In short, it’s hard to beat CNNs on some tasks. CNNs have well-known limitations, of course, also known as inductive biases, but it very much seems that those limitations align perfectly with the limitations that any form of intelligence will have in counting people in image data. CNNs are extremely good at crowd counting and on modern hardware run faster than the Rain Man himself.

From count to alarm sound

Now that we can supercharge surveillance operators with the power of CNNs, how should we use this information to make sure crowds can stay safe? At what point does the operator sound the alarm?

This is where critical values come in. Each camera needs to have one for the maximum number of people it should see for a certain angle it is in. The video data of the cameras must be continuously fed into the neural network and if the critical value is exceeded, the operator should be notified that a dangerous situation is occurring. These critical values can be established either by doing the math (e.g. how many square meters are in the field of view multiplied by how many people can we have per square meter) or by baselining. An operator can establish a baseline by looking at historical or real-time footage with its associated count. If it gets busier than that time, the operator gets notified and can either extend the baseline or sound the alarm. The math can, of course, also serve as a good starting point for setting a baseline.

When placing the cameras we need to be aware of the fact that there are limitations to how well a crowd counting algorithm can perform. Given a low-resolution image of a very zoomed-out picture of a stadium full of people, one cannot reasonably imagine any form of intelligence coming up with an accurate estimate for how many people are visible. Intelligence has limitations just like physical laws have limitations. Therefore, ideally, cameras need to be placed in certain positions and kept at preset angles that make the count accurate based on how high the resolution is. A critical value should be associated with a preset angle for a given camera.
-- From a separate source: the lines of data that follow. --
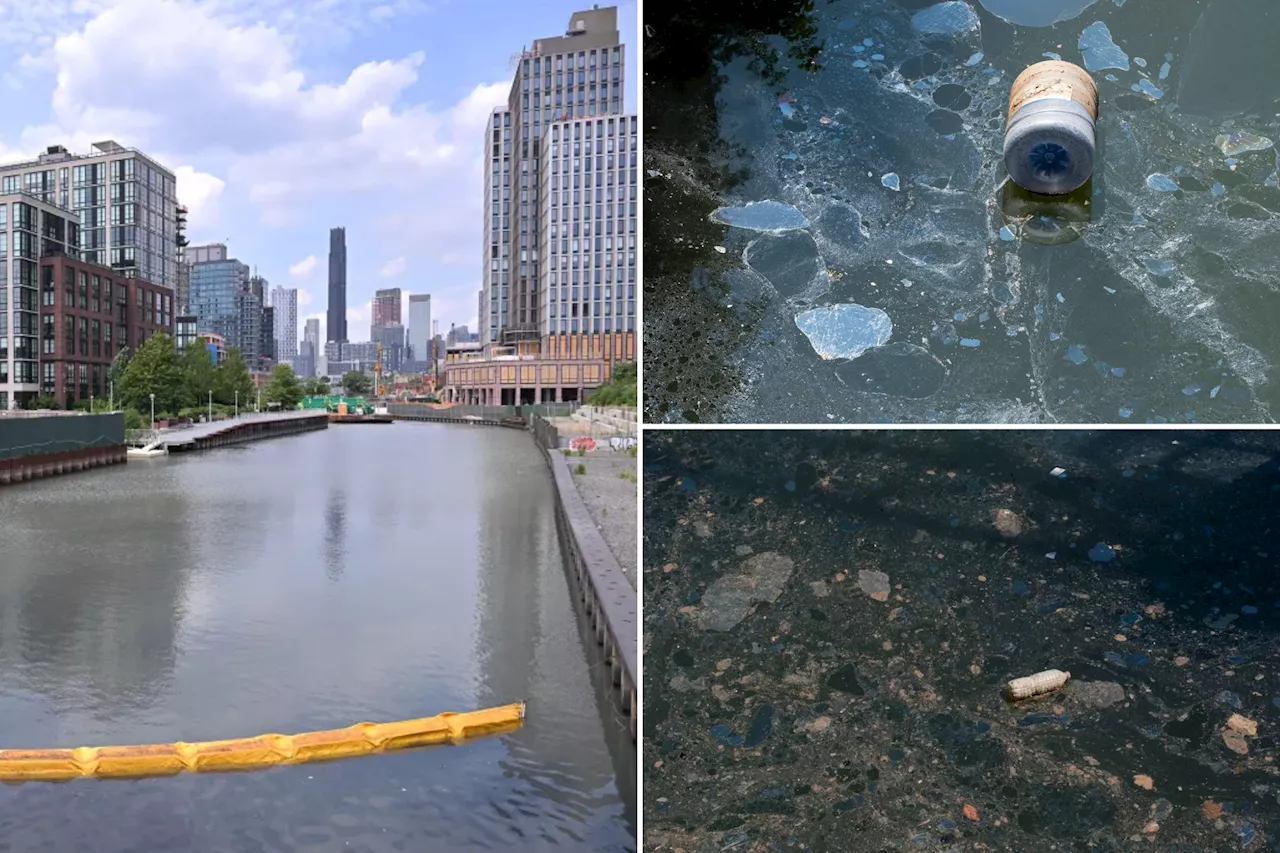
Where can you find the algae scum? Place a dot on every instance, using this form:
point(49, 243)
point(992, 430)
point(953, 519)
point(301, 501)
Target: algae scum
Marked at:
point(831, 619)
point(872, 188)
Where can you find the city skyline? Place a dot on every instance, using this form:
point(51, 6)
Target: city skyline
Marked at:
point(356, 126)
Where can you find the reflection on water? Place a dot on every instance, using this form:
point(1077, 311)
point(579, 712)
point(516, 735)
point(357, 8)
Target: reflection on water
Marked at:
point(873, 128)
point(304, 583)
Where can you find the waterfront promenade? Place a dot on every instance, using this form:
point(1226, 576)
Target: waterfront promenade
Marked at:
point(231, 430)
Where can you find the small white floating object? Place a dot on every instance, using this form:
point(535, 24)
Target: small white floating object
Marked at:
point(1038, 684)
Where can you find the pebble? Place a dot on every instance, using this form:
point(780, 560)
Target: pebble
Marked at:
point(1235, 742)
point(1008, 523)
point(873, 583)
point(1243, 725)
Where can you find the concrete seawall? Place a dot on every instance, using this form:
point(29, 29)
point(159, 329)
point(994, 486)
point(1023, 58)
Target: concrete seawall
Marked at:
point(33, 447)
point(602, 593)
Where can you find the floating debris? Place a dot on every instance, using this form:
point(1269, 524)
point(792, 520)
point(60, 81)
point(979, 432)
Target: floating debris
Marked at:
point(762, 215)
point(845, 331)
point(873, 583)
point(1242, 142)
point(946, 19)
point(1243, 725)
point(727, 601)
point(1038, 684)
point(1100, 51)
point(1102, 552)
point(1036, 13)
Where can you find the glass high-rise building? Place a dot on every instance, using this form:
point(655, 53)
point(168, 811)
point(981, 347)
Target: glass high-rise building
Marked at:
point(420, 328)
point(284, 300)
point(222, 300)
point(561, 179)
point(337, 311)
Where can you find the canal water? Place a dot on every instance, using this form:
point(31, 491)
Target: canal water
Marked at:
point(830, 236)
point(361, 573)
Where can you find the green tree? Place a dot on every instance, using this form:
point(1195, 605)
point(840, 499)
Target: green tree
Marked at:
point(620, 391)
point(356, 383)
point(44, 401)
point(199, 374)
point(152, 370)
point(233, 375)
point(283, 387)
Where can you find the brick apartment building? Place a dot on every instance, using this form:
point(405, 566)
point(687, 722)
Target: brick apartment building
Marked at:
point(88, 315)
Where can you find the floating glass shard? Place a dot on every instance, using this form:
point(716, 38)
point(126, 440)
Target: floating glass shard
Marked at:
point(1100, 51)
point(946, 19)
point(762, 215)
point(845, 331)
point(1036, 13)
point(1242, 142)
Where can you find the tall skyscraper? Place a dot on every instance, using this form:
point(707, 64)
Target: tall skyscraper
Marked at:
point(337, 284)
point(127, 203)
point(387, 308)
point(284, 300)
point(420, 328)
point(560, 223)
point(561, 129)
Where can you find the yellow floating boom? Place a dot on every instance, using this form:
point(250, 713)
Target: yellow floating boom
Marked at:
point(254, 753)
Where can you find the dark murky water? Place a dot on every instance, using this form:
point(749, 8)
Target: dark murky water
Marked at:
point(295, 584)
point(873, 129)
point(830, 620)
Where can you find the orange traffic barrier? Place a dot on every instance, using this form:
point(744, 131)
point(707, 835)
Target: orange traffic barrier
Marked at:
point(254, 753)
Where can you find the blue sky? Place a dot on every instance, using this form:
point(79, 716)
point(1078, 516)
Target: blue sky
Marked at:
point(283, 119)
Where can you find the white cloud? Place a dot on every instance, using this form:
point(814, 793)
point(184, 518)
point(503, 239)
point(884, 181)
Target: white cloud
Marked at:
point(304, 268)
point(200, 191)
point(394, 267)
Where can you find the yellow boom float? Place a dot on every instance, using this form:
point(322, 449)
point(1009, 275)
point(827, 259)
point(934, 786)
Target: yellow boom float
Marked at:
point(255, 753)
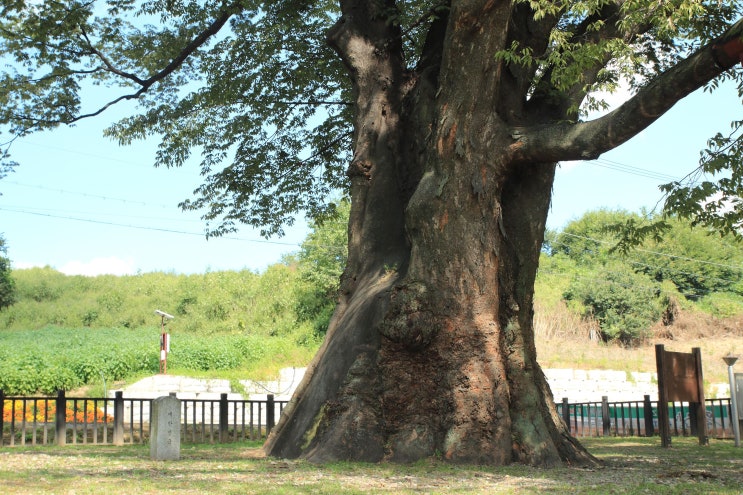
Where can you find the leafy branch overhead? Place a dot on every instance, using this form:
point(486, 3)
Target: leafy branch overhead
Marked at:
point(254, 88)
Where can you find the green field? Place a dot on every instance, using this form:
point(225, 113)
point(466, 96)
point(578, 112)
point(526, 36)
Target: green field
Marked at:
point(53, 358)
point(631, 466)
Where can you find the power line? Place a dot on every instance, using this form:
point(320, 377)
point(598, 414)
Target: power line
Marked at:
point(658, 253)
point(86, 194)
point(142, 227)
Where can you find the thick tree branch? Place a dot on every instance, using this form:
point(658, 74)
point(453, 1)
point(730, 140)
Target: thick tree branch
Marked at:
point(589, 140)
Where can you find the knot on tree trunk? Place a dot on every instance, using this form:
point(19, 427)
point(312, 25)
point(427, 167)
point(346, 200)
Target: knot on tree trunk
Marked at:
point(410, 319)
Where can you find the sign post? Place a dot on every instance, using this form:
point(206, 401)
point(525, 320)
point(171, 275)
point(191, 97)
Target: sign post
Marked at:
point(164, 341)
point(734, 417)
point(680, 380)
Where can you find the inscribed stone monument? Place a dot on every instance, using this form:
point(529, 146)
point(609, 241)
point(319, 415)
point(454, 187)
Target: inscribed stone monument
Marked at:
point(165, 429)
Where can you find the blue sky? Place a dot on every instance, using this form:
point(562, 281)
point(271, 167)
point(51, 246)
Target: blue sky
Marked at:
point(84, 205)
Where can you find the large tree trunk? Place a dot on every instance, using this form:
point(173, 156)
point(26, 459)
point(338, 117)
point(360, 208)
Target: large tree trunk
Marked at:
point(431, 348)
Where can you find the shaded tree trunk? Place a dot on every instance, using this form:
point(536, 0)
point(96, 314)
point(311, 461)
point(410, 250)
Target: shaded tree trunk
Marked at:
point(431, 348)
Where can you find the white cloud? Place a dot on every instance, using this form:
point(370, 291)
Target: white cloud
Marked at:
point(99, 266)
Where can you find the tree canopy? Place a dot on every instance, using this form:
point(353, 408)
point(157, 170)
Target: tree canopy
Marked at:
point(256, 91)
point(7, 284)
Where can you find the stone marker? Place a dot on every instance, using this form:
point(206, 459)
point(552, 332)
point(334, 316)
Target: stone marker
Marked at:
point(165, 429)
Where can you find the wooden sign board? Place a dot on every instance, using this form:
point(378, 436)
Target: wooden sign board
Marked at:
point(680, 380)
point(680, 376)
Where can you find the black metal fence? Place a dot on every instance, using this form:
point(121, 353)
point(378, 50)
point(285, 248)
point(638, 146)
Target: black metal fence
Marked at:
point(119, 421)
point(640, 418)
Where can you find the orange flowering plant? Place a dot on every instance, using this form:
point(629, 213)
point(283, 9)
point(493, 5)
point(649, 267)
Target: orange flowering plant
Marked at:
point(42, 410)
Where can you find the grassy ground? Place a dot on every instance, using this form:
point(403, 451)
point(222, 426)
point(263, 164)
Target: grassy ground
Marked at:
point(631, 465)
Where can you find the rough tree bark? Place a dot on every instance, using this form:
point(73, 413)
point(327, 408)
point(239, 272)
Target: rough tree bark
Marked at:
point(431, 347)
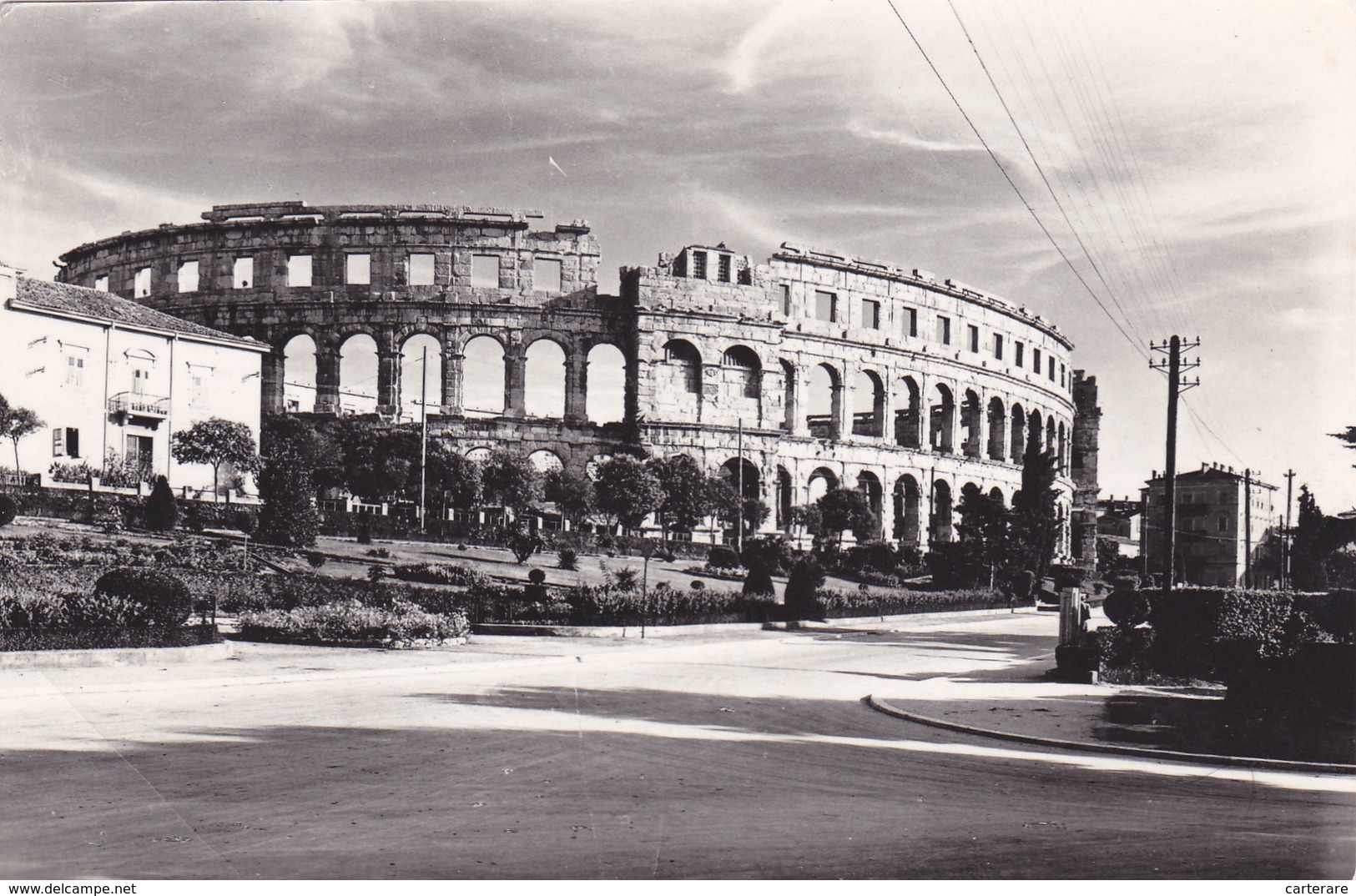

Once you've got those two in place, you can rest assured that once it gets too busy, the operator will know it immediately.

The future of crowd counting

While machine vision models will continue to evolve, the most significant advancements may not come from the models themselves, but from how we apply them in real-world scenarios. They are already quite good. Helping operators establish good critical values is more useful. One may wonder, is an operator even helped by knowing the exact number of people in a scene? Or should an indicator of crowdedness be enough? Can we automatically tell whether a camera is well positioned for the purpose of crowd counting and/or provide a measure of uncertainty? There are still many ways to improve, but by leveraging the power of CNNs we've successfully upgraded our customers to the future of safety.